The point of a covert channel is obscurity. You could add security on top of it, but putting the message into the data part would defeat the whole purpose of the covert channel. You are trying to find some way to get processes/machines/people to communicate within the confines of the operating system, and without anything/anybody else knowing about it.
An simple example? Say all the normal channels for process communication are blocked. No pipes, no sockets, etc. You can't use files. The only thing you can do is monitor the activity of the other process (ie the 'ps' command). By monitoring, say, memory allocation of the other process, two processes could communicate, sending the data byte by byte. Once a byte is sent, the receiving process could increment its memory to confirm.
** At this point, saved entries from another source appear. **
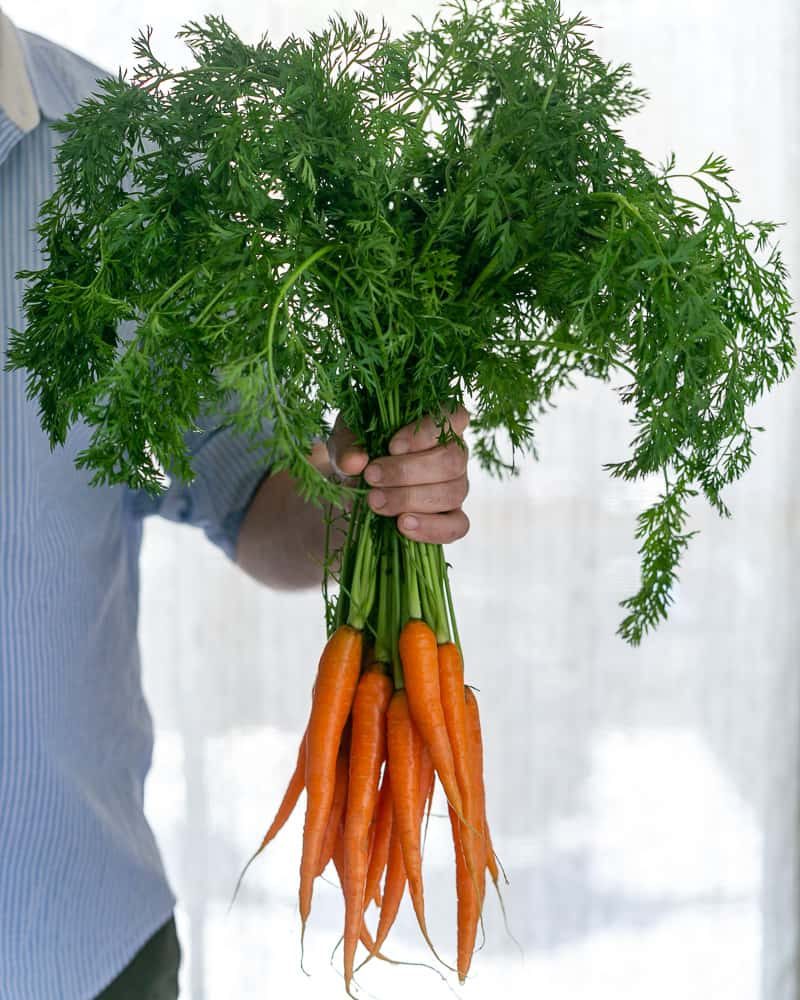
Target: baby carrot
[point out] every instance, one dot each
(419, 656)
(367, 752)
(404, 753)
(334, 690)
(380, 842)
(336, 816)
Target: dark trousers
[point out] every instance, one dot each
(152, 973)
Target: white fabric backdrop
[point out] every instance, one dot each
(645, 803)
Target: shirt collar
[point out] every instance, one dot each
(59, 79)
(17, 98)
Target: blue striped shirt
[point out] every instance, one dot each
(82, 885)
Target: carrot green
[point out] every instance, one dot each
(382, 226)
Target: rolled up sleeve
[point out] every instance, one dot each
(229, 467)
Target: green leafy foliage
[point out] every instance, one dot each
(386, 226)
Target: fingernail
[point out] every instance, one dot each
(399, 446)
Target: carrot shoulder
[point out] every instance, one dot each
(419, 656)
(334, 690)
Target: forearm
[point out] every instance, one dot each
(282, 538)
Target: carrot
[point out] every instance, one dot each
(404, 753)
(393, 890)
(379, 854)
(296, 785)
(454, 706)
(471, 859)
(338, 862)
(475, 743)
(419, 657)
(467, 900)
(396, 879)
(491, 859)
(334, 690)
(367, 752)
(338, 805)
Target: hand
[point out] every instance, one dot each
(420, 482)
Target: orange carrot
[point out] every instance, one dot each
(338, 805)
(468, 909)
(419, 657)
(404, 754)
(471, 833)
(338, 862)
(379, 854)
(367, 752)
(334, 691)
(296, 785)
(454, 706)
(393, 889)
(491, 859)
(396, 880)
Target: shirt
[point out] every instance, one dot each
(82, 885)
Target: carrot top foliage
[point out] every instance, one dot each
(379, 226)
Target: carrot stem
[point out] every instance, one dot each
(412, 583)
(453, 624)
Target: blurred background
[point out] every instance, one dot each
(644, 802)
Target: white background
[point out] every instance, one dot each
(643, 802)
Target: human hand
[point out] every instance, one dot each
(420, 482)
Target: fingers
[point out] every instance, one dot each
(425, 435)
(437, 529)
(347, 457)
(419, 468)
(433, 499)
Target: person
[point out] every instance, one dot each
(85, 906)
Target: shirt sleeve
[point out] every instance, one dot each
(229, 467)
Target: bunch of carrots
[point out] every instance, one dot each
(390, 713)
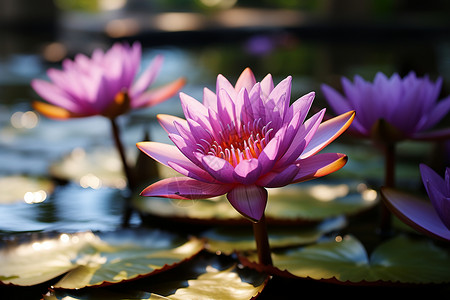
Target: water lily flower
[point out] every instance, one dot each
(243, 139)
(431, 218)
(102, 84)
(392, 108)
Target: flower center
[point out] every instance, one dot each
(236, 144)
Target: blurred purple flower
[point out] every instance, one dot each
(102, 85)
(430, 218)
(392, 108)
(243, 139)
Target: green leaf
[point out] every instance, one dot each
(398, 260)
(93, 259)
(302, 203)
(24, 189)
(229, 239)
(207, 276)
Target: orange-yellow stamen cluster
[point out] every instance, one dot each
(236, 144)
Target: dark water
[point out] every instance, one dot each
(313, 53)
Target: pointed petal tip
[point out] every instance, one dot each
(250, 201)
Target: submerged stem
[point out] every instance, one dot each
(130, 183)
(262, 242)
(389, 181)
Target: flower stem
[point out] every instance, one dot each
(130, 183)
(262, 242)
(389, 181)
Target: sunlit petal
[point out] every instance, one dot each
(250, 201)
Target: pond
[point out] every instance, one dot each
(65, 177)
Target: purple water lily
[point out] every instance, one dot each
(102, 84)
(406, 107)
(431, 218)
(242, 140)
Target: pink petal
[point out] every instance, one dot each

Then the sender increments its memory to send the next byte, etc.
The point of covert channels is that no matter how secure a system appears to be, it is possible for leaks because of things like this (probably more complex).
I'm not sure what the standard says about what this field should say. And even if it defines something, another question is what stacks will actually do with this field. Anyway - one way to stop this would be to zero this field on everything going out and comming into the firewall. The problem, of course, is that if this field actually serves a pourpose this will break the functionality. A way to detect and monitor this type of channel is to inspect that field on all the packets. If stacks are zeroing the field, then it should be easy to detect machines employing this technique. But as soon as a major vendor releases a stack that doesn't do that, this ceases to be a good detection method.
This all makes some big assumptions. How many admins will actually recognize this threat? How many will care? How many will take steps to mitigate it?
The thing I find fascinating is he invented and implemented this method without realizing what he was doing.
espo
As for point 4, you certainly have a point there, but with the MTU discovery in IPv6 (which prevents the (expensive!) fragmentation found in IPv4) you might actually see improvements there, too.